- Fidelity says it resolved intermittent technical issues it had earlier Tuesday on its websites, while TD Ameritrade says its website is running slowly.
- Merrill reports some slowness accessing online sites because of "unprecedented" trading volume.
- The Dow Jones industrial average, which fell 1,175 points on Monday, opened Tuesday sharply down before reversing and entering positive territory in the first half hour of trading.
Major U.S. brokerage firms reported outages or slowly running customer websites on Tuesday during another day of volatile trading as the U.S. stock markets reversed a sharp downturn.

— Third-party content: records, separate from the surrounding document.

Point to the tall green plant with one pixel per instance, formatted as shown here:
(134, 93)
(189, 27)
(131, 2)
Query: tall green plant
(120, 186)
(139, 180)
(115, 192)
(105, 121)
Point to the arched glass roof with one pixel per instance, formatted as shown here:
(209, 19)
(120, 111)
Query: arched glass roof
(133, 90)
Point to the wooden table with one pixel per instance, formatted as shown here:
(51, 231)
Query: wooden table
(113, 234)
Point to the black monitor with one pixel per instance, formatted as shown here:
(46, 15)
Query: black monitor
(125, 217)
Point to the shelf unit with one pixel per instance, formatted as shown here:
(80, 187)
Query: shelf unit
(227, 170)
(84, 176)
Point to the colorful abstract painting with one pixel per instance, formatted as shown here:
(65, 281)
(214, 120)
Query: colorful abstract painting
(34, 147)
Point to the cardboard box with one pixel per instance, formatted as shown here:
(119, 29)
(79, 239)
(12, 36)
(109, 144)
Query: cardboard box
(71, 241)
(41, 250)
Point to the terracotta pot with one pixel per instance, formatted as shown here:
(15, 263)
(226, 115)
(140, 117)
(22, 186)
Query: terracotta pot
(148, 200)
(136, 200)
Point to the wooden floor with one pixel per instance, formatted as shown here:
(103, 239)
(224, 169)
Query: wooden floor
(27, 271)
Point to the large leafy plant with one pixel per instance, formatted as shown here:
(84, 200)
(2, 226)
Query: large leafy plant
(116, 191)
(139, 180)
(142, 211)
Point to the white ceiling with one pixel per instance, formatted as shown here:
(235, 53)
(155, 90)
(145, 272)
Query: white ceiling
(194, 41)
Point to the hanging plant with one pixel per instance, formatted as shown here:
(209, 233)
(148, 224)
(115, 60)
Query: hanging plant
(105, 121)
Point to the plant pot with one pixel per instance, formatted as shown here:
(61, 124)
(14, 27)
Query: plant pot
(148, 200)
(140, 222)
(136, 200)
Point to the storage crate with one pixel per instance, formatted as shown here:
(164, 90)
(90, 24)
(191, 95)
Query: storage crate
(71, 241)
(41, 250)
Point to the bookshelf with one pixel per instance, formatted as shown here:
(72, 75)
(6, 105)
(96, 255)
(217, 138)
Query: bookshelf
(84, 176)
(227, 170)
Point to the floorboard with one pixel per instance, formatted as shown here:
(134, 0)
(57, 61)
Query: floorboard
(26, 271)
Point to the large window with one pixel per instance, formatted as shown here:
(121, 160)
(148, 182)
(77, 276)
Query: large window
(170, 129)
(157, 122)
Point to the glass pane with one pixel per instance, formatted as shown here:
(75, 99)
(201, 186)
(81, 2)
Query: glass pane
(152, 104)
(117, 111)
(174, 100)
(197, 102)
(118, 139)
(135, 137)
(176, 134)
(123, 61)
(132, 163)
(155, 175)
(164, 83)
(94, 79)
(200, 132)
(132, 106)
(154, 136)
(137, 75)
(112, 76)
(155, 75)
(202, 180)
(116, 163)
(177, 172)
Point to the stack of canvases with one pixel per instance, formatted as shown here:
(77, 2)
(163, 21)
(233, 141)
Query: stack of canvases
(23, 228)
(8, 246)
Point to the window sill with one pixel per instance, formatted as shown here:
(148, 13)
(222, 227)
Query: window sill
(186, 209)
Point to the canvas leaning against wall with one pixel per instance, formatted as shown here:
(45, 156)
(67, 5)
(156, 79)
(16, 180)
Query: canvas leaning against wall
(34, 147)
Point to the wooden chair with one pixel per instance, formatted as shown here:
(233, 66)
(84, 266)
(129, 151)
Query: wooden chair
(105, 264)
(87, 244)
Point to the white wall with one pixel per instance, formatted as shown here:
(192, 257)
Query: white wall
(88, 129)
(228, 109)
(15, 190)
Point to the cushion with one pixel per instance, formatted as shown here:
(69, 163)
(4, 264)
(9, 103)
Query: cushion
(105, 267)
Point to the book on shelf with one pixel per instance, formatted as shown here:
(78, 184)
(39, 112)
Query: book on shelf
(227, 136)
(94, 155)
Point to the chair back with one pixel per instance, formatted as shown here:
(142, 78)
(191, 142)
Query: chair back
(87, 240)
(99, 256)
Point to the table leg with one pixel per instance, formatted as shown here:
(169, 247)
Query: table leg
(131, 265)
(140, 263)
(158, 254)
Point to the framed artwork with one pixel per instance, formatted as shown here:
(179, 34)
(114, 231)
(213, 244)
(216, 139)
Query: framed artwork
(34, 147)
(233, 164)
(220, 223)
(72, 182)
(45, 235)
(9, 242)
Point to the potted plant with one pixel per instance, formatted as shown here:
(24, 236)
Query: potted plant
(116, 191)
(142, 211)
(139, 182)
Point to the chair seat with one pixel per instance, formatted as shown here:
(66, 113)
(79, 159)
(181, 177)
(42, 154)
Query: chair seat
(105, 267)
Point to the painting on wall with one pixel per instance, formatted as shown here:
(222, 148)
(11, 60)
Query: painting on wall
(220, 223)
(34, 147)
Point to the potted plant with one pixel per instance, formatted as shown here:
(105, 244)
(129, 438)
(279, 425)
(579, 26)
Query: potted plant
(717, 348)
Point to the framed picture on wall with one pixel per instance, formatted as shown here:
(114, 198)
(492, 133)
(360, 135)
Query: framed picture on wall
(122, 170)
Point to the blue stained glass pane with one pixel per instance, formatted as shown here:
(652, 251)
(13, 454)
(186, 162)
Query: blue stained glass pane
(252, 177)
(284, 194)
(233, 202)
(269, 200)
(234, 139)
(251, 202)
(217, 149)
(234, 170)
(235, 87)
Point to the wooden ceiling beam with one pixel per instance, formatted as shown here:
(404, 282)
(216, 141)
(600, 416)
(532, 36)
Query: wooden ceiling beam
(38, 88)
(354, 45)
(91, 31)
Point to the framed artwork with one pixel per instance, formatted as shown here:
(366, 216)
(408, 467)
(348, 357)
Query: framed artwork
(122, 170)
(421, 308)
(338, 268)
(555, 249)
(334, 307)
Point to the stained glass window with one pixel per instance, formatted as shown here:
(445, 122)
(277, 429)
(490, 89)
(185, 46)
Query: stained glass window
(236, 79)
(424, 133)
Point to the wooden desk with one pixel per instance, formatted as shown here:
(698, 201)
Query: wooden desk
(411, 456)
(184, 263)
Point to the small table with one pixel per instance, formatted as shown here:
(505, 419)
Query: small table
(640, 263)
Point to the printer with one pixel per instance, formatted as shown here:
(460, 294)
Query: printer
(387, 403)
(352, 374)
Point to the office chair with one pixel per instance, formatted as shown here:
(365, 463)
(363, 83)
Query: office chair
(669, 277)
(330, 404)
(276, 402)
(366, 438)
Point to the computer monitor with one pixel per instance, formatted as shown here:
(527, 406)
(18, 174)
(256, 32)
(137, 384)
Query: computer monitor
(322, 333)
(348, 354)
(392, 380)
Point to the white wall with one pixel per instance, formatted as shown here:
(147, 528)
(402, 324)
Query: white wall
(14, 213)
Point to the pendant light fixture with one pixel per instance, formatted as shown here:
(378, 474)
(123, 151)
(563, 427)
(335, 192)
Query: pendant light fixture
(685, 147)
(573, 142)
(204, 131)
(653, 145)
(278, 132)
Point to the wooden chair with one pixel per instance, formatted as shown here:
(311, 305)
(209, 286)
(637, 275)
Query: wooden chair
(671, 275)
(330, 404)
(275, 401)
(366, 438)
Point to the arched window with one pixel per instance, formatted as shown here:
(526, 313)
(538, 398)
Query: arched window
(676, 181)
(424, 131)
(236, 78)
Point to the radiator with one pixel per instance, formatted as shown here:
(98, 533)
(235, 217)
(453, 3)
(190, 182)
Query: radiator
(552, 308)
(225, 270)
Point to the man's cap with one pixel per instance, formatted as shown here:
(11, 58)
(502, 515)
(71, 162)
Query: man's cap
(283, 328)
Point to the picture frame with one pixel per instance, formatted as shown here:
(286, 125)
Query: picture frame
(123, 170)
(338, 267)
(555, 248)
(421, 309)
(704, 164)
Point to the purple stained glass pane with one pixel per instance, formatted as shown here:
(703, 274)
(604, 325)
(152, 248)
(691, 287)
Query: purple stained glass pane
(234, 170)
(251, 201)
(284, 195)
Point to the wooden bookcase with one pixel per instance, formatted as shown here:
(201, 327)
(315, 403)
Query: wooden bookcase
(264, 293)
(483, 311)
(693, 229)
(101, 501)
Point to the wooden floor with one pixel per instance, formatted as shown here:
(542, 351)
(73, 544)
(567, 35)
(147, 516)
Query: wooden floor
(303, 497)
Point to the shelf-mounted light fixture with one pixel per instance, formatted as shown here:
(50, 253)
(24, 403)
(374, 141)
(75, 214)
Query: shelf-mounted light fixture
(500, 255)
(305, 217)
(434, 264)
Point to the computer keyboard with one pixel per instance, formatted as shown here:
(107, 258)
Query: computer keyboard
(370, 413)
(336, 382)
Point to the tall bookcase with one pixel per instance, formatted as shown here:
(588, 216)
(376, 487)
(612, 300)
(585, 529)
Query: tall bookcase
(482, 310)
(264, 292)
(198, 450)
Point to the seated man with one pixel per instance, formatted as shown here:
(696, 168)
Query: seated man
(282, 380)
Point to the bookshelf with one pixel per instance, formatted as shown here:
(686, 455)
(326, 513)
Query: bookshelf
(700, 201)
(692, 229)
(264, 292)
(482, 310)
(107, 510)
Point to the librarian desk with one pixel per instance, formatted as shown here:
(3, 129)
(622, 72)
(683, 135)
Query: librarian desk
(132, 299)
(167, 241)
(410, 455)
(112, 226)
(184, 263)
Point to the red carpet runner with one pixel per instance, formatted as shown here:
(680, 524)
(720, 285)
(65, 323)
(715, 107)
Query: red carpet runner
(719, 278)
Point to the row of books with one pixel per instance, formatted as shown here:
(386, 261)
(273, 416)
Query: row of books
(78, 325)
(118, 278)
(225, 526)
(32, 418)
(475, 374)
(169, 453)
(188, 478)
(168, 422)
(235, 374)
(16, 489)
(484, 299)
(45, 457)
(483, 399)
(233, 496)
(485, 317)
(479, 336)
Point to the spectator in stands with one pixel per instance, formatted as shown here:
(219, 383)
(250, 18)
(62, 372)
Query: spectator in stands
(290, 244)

A Fidelity spokesman said late Tuesday morning that the firm, with $2.2 trillion under management, resolved intermittent technical issues on its website. A message on its website earlier in the morning said, "Our homepage is temporarily unavailable but don't worry, we're working quickly to fix this problem."
TD Ameritrade said in a message on its website: "Due to volatile market conditions we are currently experiencing slowness on our web platform." It advised people to try one of its mobile apps or a related company website.
On Twitter, people complained they were unable to access Merrill Edge, a brokerage website operated by Bank of America. A spokesman said in a statement, "Our systems remain operational. Some clients reported slowness logging into My Merrill and Merrill Edge due to unprecedented trading volume."
After falling a record-setting 1,175 points on Monday, the Dow Jones industrial average opened sharply down again on Tuesday before climbing back into positive territory during the first half-hour of trading in New York. As of 11:52 a.m. ET, the Dow was up 52 points.
On Monday, a few brokerages reported temporary issues or slowness on their customer websites, including T. Rowe Price and TD Ameritrade, that were resolved. Fidelity told CNBC its customers remained calm, and its website appeared to have no issues.
Fidelity had some temporary outages on its website in November that blocked customers from accessing their online accounts and offered free trades to compensate.